Re: [PATCH v2] x86/mce: Do not log spurious corrected mce errors

From: Borislav Petkov
Date: Tue Feb 18 2020 - 11:13:29 EST


On Mon, Feb 17, 2020 at 08:06:59AM -0500, Prarit Bhargava wrote:
> A user has reported that they are seeing spurious corrected errors on
> their hardware.
>
> Intel Errata HSD131, HSM142, HSW131, and BDM48 report that
> "spurious corrected errors may be logged in the IA32_MC0_STATUS register
> with the valid field (bit 63) set, the uncorrected error field (bit 61)
> not set, a Model Specific Error Code (bits [31:16]) of 0x000F, and
> an MCA Error Code (bits [15:0]) of 0x0005."
>
> Block these spurious errors from the console and logs.
>
> Links to Intel Specification updates:
> HSD131: https://www.intel.com/content/www/us/en/products/docs/processors/core/4th-gen-core-family-desktop-specification-update.html
> HSM142: https://www.intel.com/content/www/us/en/products/docs/processors/core/4th-gen-core-family-mobile-specification-update.html
> HSW131: https://www.intel.com/content/www/us/en/processors/xeon/xeon-e3-1200v3-spec-update.html
> BDM48: https://www.intel.com/content/www/us/en/products/docs/processors/core/5th-gen-core-family-spec-update.html

My previous review comment still holds:

Those links tend to get stale with time. If you really want to refer to
the PDFs, add a new bugzilla entry on https://bugzilla.kernel.org/, add
them there as an attachment and add the link to the entry to the commit
message.

> Signed-off-by: Prarit Bhargava <prarit@xxxxxxxxxx>
> Co-developed-by: Alexander Krupp <centos@xxxxxxxxxxxx>

WARNING: Co-developed-by: must be immediately followed by Signed-off-by:
#36:

See Documentation/process/submitting-patches.rst for more detail.
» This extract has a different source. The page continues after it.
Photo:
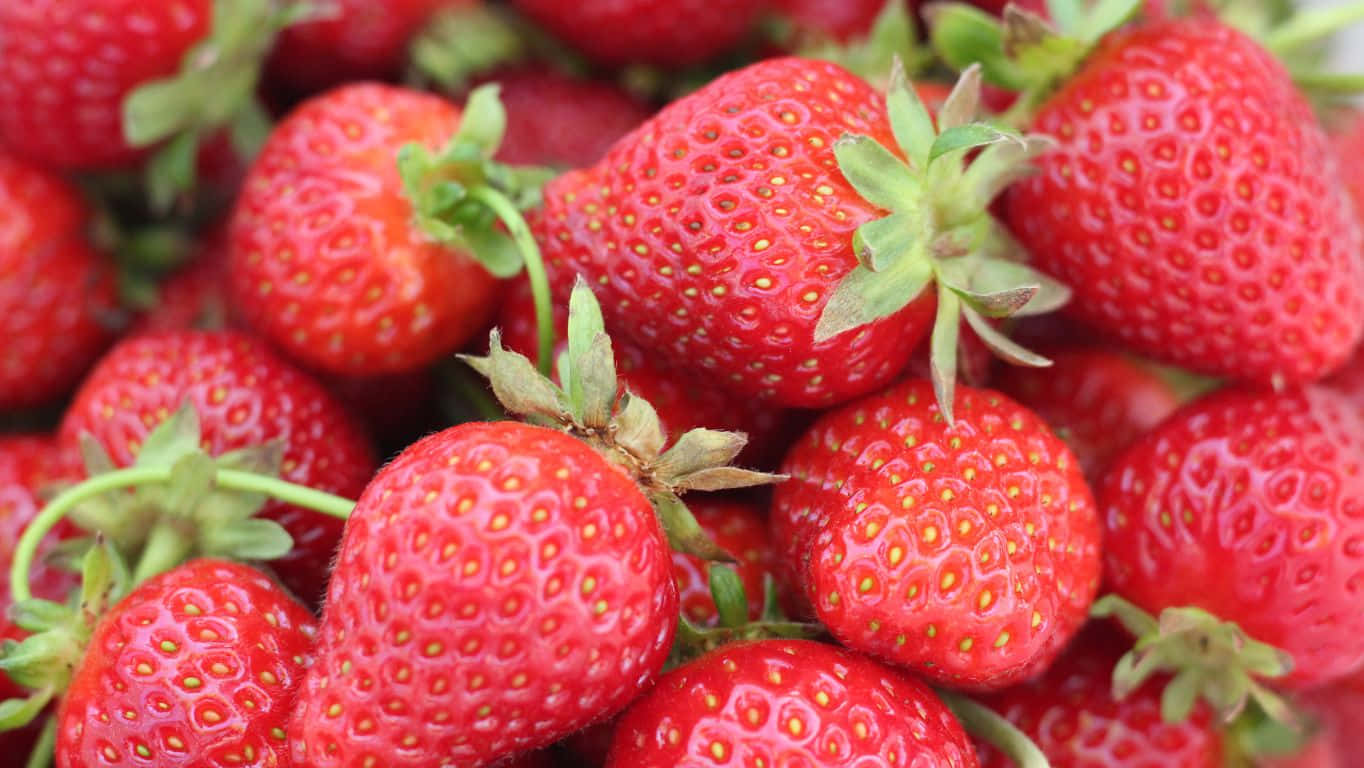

> Cc: Tony Luck <tony.luck@xxxxxxxxx>
> Cc: Borislav Petkov <bp@xxxxxxxxx>
> Cc: Thomas Gleixner <tglx@xxxxxxxxxxxxx>
> Cc: Ingo Molnar <mingo@xxxxxxxxxx>
> Cc: "H. Peter Anvin" <hpa@xxxxxxxxx>
> Cc: x86@xxxxxxxxxx
> Cc: linux-edac@xxxxxxxxxxxxxxx
> ---
> arch/x86/kernel/cpu/mce/core.c | 2 ++
> arch/x86/kernel/cpu/mce/intel.c | 17 +++++++++++++++++
> arch/x86/kernel/cpu/mce/internal.h | 1 +
> 3 files changed, 20 insertions(+)
>
> diff --git a/arch/x86/kernel/cpu/mce/core.c b/arch/x86/kernel/cpu/mce/core.c
> index 2c4f949611e4..fe3983d551cc 100644
> --- a/arch/x86/kernel/cpu/mce/core.c
> +++ b/arch/x86/kernel/cpu/mce/core.c
> @@ -1877,6 +1877,8 @@ bool filter_mce(struct mce *m)
> {
> if (boot_cpu_data.x86_vendor == X86_VENDOR_AMD)
> return amd_filter_mce(m);
> + if (boot_cpu_data.x86_vendor == X86_VENDOR_INTEL)
> + return intel_filter_mce(m);
>
> return false;
> }
> diff --git a/arch/x86/kernel/cpu/mce/intel.c b/arch/x86/kernel/cpu/mce/intel.c
> index 5627b1091b85..989148e6746c 100644
> --- a/arch/x86/kernel/cpu/mce/intel.c
> +++ b/arch/x86/kernel/cpu/mce/intel.c
> @@ -520,3 +520,20 @@ void mce_intel_feature_clear(struct cpuinfo_x86 *c)
> {
> intel_clear_lmce();
> }
> +
> +bool intel_filter_mce(struct mce *m)
> +{
> + struct cpuinfo_x86 *c = &boot_cpu_data;
> +
> + /* MCE errata HSD131, HSM142, HSW131, BDM48, and HSM142 */
> + if ((c->x86 == 6) &&
> + ((c->x86_model == INTEL_FAM6_HASWELL) ||
> + (c->x86_model == INTEL_FAM6_HASWELL_L) ||
> + (c->x86_model == INTEL_FAM6_BROADWELL) ||
> + (c->x86_model == INTEL_FAM6_HASWELL_G)) &&
> + (m->bank == 0) &&
> + ((m->status & 0xa0000000ffffffff) == 0x80000000000f0005))
> + return true;
> +
> + return false;
> +}
> diff --git a/arch/x86/kernel/cpu/mce/internal.h b/arch/x86/kernel/cpu/mce/internal.h
> index b785c0d0b590..821faba5b05d 100644
> --- a/arch/x86/kernel/cpu/mce/internal.h
> +++ b/arch/x86/kernel/cpu/mce/internal.h
> @@ -175,5 +175,6 @@ extern bool amd_filter_mce(struct mce *m);
> #else
> static inline bool amd_filter_mce(struct mce *m) { return false; };
> #endif
> +extern bool intel_filter_mce(struct mce *m);

It doesn't even build:

ld: arch/x86/kernel/cpu/mce/core.o: in function `filter_mce':
/home/boris/kernel/linux/arch/x86/kernel/cpu/mce/core.c:1881: undefined reference to `intel_filter_mce'
make: *** [Makefile:1077: vmlinux] Error 1

Hint: do it like it is done for amd_filter_mce() but in the respective
#ifdef CONFIG_X86_MCE_INTEL place.

--
Regards/Gruss,
Boris.

https://people.kernel.org/tglx/notes-about-netiquette